Asian Horror: Coming to America In Orphan


So far this year I’ve loved four domestic films. They've all had the courage to play with convention and form, to be American in their parameters but daring, indulging in their urges to draw outside the lines. The first three were the Seth Rogan vehicle gone darkly awry, Observe and Report, the Romantic Comedy tweak/update 500 Days of Summer and the Iraq War procedural The Hurt Locker. The last and most surprising, which I’m writing on following a screening, at the only place to see a horror movie opening night, the UA Court Street Stadium 12, is Orphan.

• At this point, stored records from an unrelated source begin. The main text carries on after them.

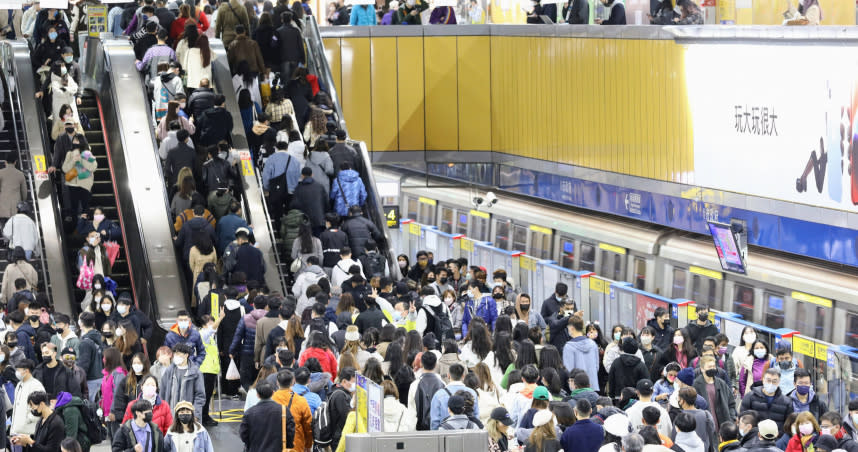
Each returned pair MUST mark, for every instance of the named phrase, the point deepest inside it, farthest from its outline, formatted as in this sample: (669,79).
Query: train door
(812,315)
(588,257)
(612,262)
(566,252)
(706,286)
(775,309)
(540,242)
(502,234)
(744,301)
(448,219)
(426,211)
(480,226)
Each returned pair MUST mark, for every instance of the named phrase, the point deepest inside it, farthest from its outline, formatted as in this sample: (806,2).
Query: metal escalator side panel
(255,209)
(141,193)
(317,60)
(16,58)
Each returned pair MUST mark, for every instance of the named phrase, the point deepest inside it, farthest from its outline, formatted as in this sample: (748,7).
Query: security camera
(491,199)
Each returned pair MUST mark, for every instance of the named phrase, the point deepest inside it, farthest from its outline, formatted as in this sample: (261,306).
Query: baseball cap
(768,429)
(644,385)
(541,393)
(456,404)
(502,415)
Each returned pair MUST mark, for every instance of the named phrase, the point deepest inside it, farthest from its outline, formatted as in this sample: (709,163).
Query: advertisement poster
(768,122)
(97,20)
(646,307)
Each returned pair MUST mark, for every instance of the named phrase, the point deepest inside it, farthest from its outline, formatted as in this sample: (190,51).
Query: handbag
(84,279)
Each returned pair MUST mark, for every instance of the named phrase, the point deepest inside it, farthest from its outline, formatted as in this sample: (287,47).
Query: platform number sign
(40,169)
(391,213)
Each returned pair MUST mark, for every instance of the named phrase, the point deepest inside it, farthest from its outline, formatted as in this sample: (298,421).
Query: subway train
(781,291)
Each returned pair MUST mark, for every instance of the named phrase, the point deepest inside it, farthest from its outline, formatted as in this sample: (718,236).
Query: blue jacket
(245,335)
(438,409)
(487,309)
(193,339)
(582,353)
(225,230)
(362,15)
(583,436)
(313,399)
(352,188)
(276,165)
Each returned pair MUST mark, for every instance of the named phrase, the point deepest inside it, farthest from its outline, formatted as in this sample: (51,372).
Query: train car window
(461,222)
(811,319)
(502,236)
(743,302)
(519,238)
(447,217)
(588,257)
(851,332)
(640,273)
(679,283)
(704,290)
(479,228)
(775,310)
(412,209)
(540,245)
(567,253)
(426,213)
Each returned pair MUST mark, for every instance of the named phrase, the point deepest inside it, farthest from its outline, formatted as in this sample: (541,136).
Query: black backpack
(438,322)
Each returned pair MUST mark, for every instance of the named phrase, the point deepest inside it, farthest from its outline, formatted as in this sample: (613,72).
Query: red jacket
(162,416)
(325,357)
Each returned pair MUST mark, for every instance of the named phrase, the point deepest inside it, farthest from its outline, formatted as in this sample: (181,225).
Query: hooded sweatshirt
(582,353)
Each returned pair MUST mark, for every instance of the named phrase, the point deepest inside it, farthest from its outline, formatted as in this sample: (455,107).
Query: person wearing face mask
(187,430)
(139,430)
(23,423)
(768,400)
(754,366)
(803,397)
(55,375)
(716,391)
(183,381)
(701,328)
(49,430)
(479,305)
(806,433)
(184,332)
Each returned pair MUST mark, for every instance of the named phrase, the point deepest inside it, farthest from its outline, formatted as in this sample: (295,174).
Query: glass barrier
(493,258)
(441,243)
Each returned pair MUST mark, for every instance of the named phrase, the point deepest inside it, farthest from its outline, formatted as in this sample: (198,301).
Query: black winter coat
(360,230)
(626,371)
(312,199)
(124,439)
(261,429)
(181,156)
(201,100)
(778,410)
(725,403)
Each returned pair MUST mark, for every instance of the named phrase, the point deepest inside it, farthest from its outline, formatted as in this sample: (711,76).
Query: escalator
(24,136)
(317,64)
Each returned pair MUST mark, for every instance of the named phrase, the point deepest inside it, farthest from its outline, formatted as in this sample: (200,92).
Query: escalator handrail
(118,205)
(57,292)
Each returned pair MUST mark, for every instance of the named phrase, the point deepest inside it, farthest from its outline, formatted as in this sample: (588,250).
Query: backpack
(323,429)
(375,264)
(438,322)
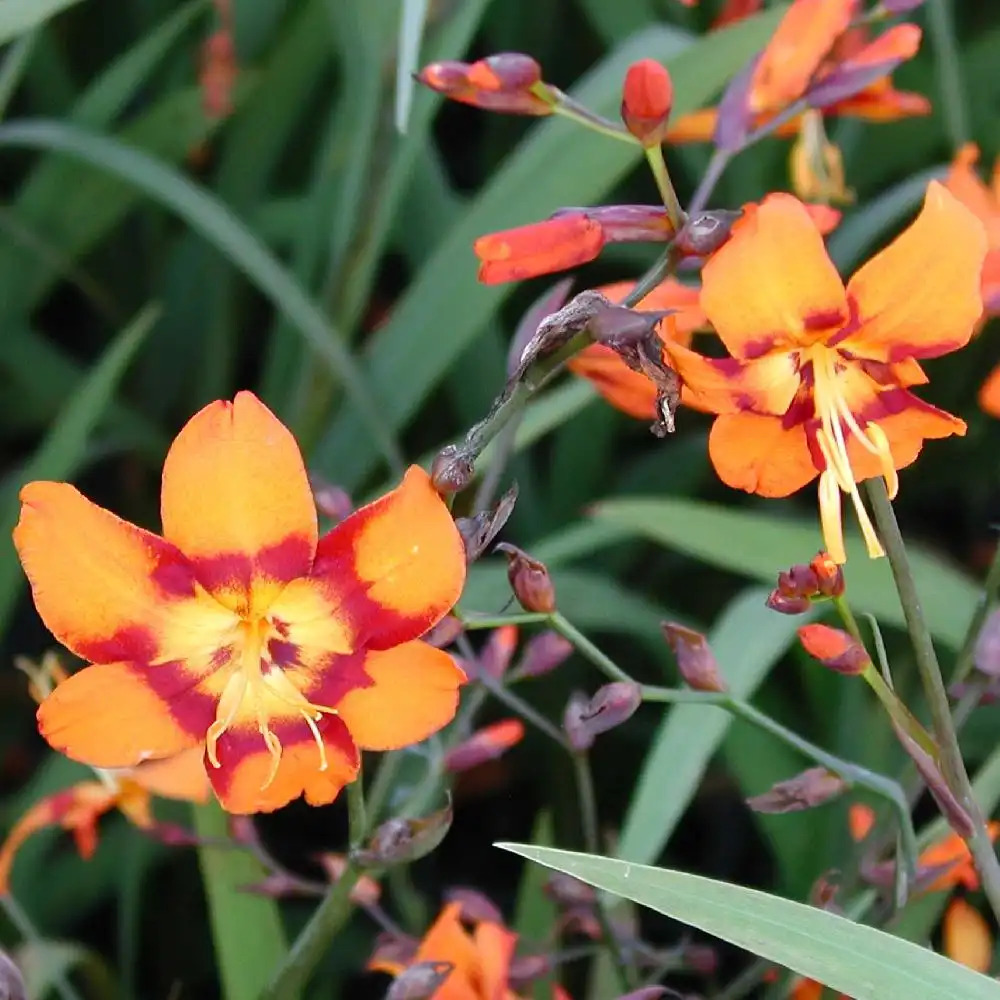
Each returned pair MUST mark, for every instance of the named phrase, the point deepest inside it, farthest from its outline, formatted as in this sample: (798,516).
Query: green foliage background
(152,259)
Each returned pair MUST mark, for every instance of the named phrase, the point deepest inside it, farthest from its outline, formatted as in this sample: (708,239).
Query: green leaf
(760,545)
(862,962)
(65,446)
(246,927)
(207,216)
(19,16)
(558,164)
(690,734)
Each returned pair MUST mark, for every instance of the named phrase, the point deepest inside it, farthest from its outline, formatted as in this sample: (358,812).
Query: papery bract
(241,631)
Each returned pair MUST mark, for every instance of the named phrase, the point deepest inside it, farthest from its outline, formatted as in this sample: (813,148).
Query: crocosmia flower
(240,630)
(818,382)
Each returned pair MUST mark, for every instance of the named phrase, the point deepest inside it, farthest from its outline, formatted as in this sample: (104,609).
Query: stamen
(829,516)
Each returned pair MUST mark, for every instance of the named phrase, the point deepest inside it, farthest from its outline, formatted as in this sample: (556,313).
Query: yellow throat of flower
(255,691)
(838,477)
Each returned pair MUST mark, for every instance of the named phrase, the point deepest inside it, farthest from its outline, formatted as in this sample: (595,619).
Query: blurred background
(198,199)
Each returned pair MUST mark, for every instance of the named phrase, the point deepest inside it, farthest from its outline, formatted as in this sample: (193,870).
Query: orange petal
(796,50)
(538,248)
(725,385)
(755,453)
(920,296)
(108,716)
(236,501)
(80,804)
(989,394)
(696,126)
(180,777)
(626,390)
(244,782)
(395,567)
(860,820)
(965,936)
(495,946)
(101,585)
(413,693)
(772,284)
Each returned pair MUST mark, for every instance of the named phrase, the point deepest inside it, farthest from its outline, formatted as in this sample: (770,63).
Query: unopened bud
(647,99)
(452,470)
(543,654)
(479,531)
(695,659)
(777,601)
(530,580)
(835,649)
(486,744)
(476,907)
(400,841)
(420,981)
(804,791)
(612,705)
(706,232)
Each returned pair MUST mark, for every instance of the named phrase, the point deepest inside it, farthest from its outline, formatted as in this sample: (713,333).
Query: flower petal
(180,777)
(109,716)
(241,781)
(726,385)
(100,584)
(773,283)
(756,453)
(796,49)
(236,501)
(920,296)
(395,567)
(414,693)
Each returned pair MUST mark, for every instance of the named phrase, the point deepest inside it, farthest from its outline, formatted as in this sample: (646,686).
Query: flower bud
(486,744)
(695,659)
(835,649)
(399,840)
(543,654)
(647,99)
(705,232)
(452,470)
(420,981)
(612,705)
(804,791)
(529,579)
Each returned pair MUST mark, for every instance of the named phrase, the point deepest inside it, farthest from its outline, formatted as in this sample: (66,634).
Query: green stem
(657,163)
(950,753)
(855,774)
(601,660)
(591,841)
(327,919)
(942,31)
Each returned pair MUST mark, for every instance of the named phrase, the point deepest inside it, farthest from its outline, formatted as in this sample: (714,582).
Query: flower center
(837,426)
(256,691)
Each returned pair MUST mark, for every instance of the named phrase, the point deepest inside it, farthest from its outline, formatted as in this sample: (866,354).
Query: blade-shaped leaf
(862,962)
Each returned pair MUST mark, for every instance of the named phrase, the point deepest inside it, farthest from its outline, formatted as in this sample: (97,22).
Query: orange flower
(983,199)
(240,631)
(480,960)
(966,937)
(78,808)
(628,390)
(818,381)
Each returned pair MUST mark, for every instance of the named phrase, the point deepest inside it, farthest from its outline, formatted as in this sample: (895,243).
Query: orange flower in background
(984,199)
(77,809)
(628,390)
(818,382)
(240,631)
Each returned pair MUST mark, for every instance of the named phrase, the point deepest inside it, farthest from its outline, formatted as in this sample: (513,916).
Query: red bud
(647,99)
(695,659)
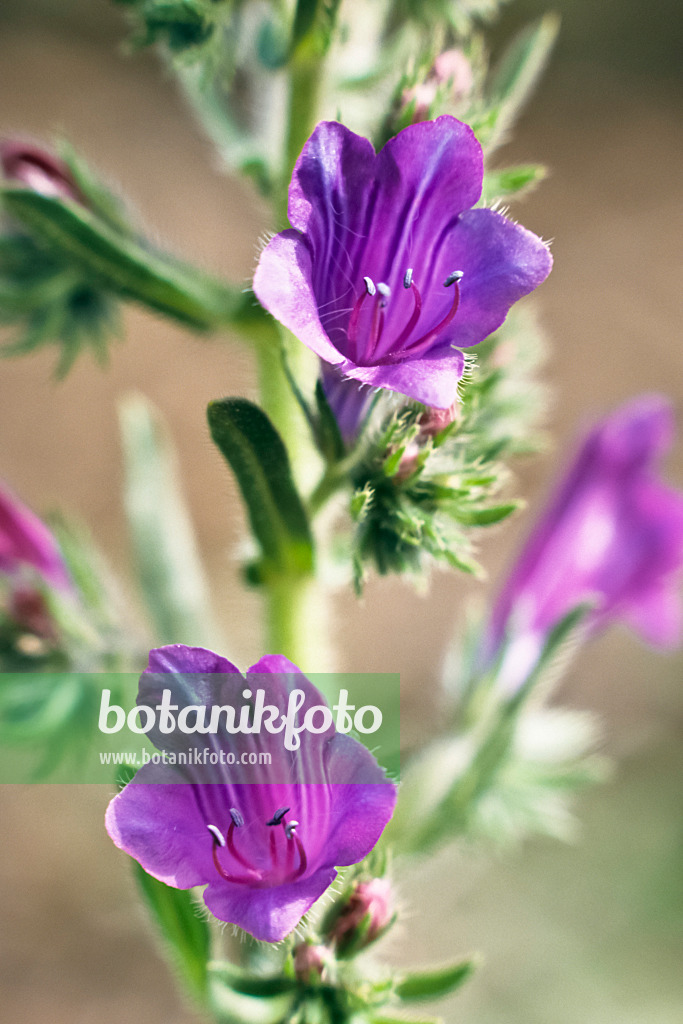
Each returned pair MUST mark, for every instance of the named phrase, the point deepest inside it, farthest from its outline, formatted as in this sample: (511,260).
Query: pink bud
(372,902)
(451,71)
(37,169)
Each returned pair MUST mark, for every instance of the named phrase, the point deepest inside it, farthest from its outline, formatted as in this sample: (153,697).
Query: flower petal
(268,913)
(163,828)
(428,175)
(501,262)
(432,379)
(283,284)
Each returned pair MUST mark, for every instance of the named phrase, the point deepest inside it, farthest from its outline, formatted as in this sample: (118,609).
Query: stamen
(215,832)
(352,329)
(273,849)
(426,341)
(303,860)
(396,346)
(278,816)
(219,843)
(385,292)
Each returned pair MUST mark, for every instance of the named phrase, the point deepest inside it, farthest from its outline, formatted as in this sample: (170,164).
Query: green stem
(305,80)
(295,608)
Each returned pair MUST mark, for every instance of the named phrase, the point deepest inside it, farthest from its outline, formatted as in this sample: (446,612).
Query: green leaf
(185,936)
(434,983)
(167,559)
(231,1007)
(511,181)
(383,1019)
(121,264)
(250,984)
(485,516)
(36,707)
(258,458)
(517,74)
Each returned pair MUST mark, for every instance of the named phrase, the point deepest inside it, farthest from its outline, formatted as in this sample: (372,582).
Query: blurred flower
(366,915)
(29,165)
(388,272)
(451,72)
(266,839)
(27,543)
(612,536)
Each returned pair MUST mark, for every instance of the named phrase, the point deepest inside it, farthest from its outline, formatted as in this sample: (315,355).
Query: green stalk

Orphan has been undersold as a paint-by-the-numbers, toss-off horror meant to draw in the time honored inner city youth demographic opening weekend then retreat quietly into the primordial goo. It's helmed by a young director and virgin screenwriter, but Orphan is far more, a game changing horror that is willing to abide by the existing American rules, with melodrama piled upon melodrama, at times unnecessarily, and a boat load of cheap thrills, but delivers with a great cast, a killer premise complete with an unexpected twist and a gleefully fucked up sense of humor.

Orphan stars almost famous Peter Sarsgaard and The Departed’s Vera Farmiga in its marquee roles but the obvious standout is 12 year old Isabelle Fuhrman playing the title character. In a world where Little Miss Sunshine’s Abigail Breslin can get a nomination for being a goofball I’m fully confident that anyone whose seen this film will concur that if there was a just system that didn’t turn its nose at summer fare such as the unpretentious Orphan this kid would be in line. I can’t really delve into the greatness of this film without spoiling, suffice to say I wouldn’t be posting on it with an early Saturday morning alarm set without purpose, this is a movie to get excited about.

What it really signals is a maturation in American horror others would be wise to sit up and take notice of. With the market set to be overrun with remakes of mindless slasher staples Orphan is an original work that employs psychological warfare over easy supernatural chills. It takes pride in its heritage but is clearly interested in exploring new and previously taboo depths, unwilling to choke on the dust of our more adventurous Asian counterparts (See: The Japanese Audition, Korean Old Boy). In other words go see Orphan before you’re forced to lie about being on the bandwagon from the beginning in five years.